EFORTH for MK-161: Data Structures

This article is the end of a series of articles about eForth on a programmable calculator. Start here .

Commands of the MK-161 Electronics input language occupy only half of the eForth0.mkl file. The second half is occupied by the tables, which were no less difficult to develop than to write the algorithmic part of the translator. Let's try to figure out how these tables are used.

Professor Wirth teaches that “programming in the small” consists of developing two equally important components — algorithms and data structures.

We have already encountered one eForth data structure. This is the body of the VCA (high-level words) located in byte memory. Four processors interpret the fields of the parameters of "their" VCA in different ways:
')

.DB DOVAR ;      .DB … ;      .DB DOCON ;    .DW _ ;   .DB DOCONM ;     .DW _ ;   .DB DOLST ;     .DW 1, 2,… EXITT ;

The following relatively simple data structure is related to the "standard messages" TYPE. All eForth messages are numbered and transferred to cheap program memory. If the word TYPE prints a single letter, its code can be the number of such a message, from 0 to 7.

 ;   TYPE .BASE tblTYPE: .DBB str7,str6, str5, str4, str3, str2, str1, str0

In the extended language of the MC, the pseudo-command .BASE sets the “base” for the .DBB command, which sequentially places the offset str7, str6, etc. in bytes. relative to the tblTYPE base label. Adding to the address of the table the numbers from 0 to 7, we can read from it the offset.
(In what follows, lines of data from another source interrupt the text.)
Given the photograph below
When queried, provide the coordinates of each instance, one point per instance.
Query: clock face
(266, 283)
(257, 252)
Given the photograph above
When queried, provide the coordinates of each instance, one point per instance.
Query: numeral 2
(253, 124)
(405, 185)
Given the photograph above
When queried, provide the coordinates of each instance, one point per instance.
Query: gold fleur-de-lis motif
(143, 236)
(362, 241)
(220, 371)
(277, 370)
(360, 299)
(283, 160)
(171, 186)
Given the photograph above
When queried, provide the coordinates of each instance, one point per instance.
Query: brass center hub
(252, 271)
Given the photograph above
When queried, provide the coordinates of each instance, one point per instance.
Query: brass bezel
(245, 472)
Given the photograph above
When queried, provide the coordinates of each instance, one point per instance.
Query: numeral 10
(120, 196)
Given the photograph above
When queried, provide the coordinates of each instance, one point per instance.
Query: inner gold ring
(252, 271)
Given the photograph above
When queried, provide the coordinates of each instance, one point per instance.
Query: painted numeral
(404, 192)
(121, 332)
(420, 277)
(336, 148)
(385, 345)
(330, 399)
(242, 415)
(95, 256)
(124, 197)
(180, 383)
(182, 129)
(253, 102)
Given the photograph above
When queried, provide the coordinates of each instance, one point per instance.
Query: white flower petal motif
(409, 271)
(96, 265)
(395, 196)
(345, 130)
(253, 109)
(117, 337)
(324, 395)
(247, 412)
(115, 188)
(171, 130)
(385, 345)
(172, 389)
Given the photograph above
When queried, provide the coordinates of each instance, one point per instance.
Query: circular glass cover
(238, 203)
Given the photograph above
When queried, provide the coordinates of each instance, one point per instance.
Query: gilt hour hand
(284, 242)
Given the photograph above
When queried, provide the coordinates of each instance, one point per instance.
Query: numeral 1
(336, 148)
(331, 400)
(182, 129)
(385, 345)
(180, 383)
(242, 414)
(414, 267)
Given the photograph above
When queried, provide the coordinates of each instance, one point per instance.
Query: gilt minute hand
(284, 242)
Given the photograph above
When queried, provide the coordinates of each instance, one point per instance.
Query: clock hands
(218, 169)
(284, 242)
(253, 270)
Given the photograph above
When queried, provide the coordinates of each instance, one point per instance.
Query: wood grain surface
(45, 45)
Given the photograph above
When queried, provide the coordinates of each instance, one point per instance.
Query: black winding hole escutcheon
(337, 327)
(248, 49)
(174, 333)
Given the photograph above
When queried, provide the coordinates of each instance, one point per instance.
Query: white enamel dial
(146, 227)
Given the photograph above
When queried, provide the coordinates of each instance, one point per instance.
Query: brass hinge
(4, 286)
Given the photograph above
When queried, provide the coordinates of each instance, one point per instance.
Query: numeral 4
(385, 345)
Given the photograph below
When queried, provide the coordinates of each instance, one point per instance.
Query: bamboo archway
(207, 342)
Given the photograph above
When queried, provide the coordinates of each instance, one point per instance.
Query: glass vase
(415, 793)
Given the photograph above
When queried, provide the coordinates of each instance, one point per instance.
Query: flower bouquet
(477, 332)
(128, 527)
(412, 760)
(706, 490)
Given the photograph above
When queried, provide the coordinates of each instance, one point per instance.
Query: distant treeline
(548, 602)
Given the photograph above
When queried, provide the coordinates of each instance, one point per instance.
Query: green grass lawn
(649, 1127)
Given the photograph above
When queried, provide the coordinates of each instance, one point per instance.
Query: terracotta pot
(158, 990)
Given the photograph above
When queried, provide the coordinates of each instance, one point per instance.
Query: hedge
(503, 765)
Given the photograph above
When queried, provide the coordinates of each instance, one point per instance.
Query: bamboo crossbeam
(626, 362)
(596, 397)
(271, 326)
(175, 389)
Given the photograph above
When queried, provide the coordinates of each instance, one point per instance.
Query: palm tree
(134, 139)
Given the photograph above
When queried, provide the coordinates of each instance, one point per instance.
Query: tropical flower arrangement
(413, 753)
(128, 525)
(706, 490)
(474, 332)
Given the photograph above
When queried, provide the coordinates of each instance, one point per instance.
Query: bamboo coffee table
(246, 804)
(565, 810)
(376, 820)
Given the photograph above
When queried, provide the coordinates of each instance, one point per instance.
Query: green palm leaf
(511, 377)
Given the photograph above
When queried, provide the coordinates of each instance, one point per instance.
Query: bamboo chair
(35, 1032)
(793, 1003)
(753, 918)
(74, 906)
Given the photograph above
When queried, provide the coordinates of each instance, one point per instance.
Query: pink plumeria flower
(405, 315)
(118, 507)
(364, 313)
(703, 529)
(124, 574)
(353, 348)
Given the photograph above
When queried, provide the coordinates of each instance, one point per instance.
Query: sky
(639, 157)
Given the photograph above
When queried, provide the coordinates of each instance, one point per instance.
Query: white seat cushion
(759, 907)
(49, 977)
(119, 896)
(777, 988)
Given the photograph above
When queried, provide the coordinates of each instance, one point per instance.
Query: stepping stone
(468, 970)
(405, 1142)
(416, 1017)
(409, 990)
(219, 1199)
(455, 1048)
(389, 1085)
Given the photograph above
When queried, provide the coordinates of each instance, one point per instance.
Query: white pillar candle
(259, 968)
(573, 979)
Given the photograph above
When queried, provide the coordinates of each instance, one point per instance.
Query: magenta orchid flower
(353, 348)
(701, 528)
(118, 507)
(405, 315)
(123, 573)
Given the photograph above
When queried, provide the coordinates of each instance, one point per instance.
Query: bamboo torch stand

Adding the offset to the tblTYPE, we get the address of the desired line.

The first byte of the string contains its length. eForth makes extensive use of such “countable lines” .

We also encountered the tblTokens table, which lists the code addresses of all 208 embedded words. If the word is not primitive, the table contains 0. Going to address 0 will cause eForth to reboot, and with a squeak.

The table tblNames was also mentioned, referring to the names of the same 208 words. These names in the form of countable lines are stored in the same “rubber” program memory. The tblNames table itself will not be available while eForth is running, but the information it contains will not be lost. During compilation, eForth.f transfers name addresses to a more convenient data structure stored in decimal memory (see 2).

I also told about tblCHPUT, an associative table of control codes when displaying letters on the calculator screen. Another seven tables, from tblKeyNum to tblKeyRusF, translate the button code, pressed in different keyboard modes, into an 8-bit letter code. The address of the subroutine responsible for the active keyboard mode is contained in the decimal register ptrKbdInt.

As a result, only one data structure remained unparsed in the eForth0.mkl file, these are name recognition tables. Let's leave them for dessert (see 5) after the main course - two tables of headers stored in decimal memory. First we arm ourselves with the stuffing tools for these headers.

1. Work with headlines: HEAD! and HEAD @

 HEAD! ( xt nfa r -- )     r,  xt  nfa. HEAD@ ( r -- xt nfa lex )     r,  xt, nfa  .

One decimal register MK-161 can memorize 12 decimal places. eForth uses this register to hold three small numbers, each from 0 to 9999. I called the three “fields” to store these numbers A, B, and C: AAAABBBBCCCC. The decimal number applies only to field A.

Primitive HEAD @ gets the register number and splits the number from there into the fields, and HEAD! collects fields in a long number and writes the resulting "monster" in the specified register. But there are nuances.

The “decimal header” of the word contains in the field A the address of its name (nfa). If this address is negative, the name is stored in program memory. The B field contains the word token (xt). The C field is called "lexicon." It contains the IMMEDIATE bit and a sign that the word is intended only for compilation.

HEAD @ splits the header into parts. The C lexicon field is put on the top of the stack, and the name field A is under it. The B field, in which the token is usually stored, is at the very bottom.

HEAD! clears the C field.

2. Embedded word headers

The headings of each of the 208 embedded words (from 0 to 207) go in order, starting with R44. The field A always contains a negative number, since the names of these words are strictly written in the program memory.

Fields B and C are editable. Therefore, the user can override the embedded words and make the necessary IMMEDIATE from them (see 4).

3. User headers

Working with only 208 predefined names saves byte memory, but is unusually boring. Therefore, I developed another data structure where the fantasy in choosing a name is limited to only 32 letters. This structure consists of 32 lists , each of which is responsible for user words of a certain length. Each of these 32 lists has a personal header. The lists themselves “jump” in decimal memory, but their headers are always stored in R301 ... R332.

Sorting words by name is an important highlight of the 161eForth. Sorting greatly reduces the number of comparisons when looking for a word by its name, speeding up the compilation. Who needs hash functions if each name has a known length?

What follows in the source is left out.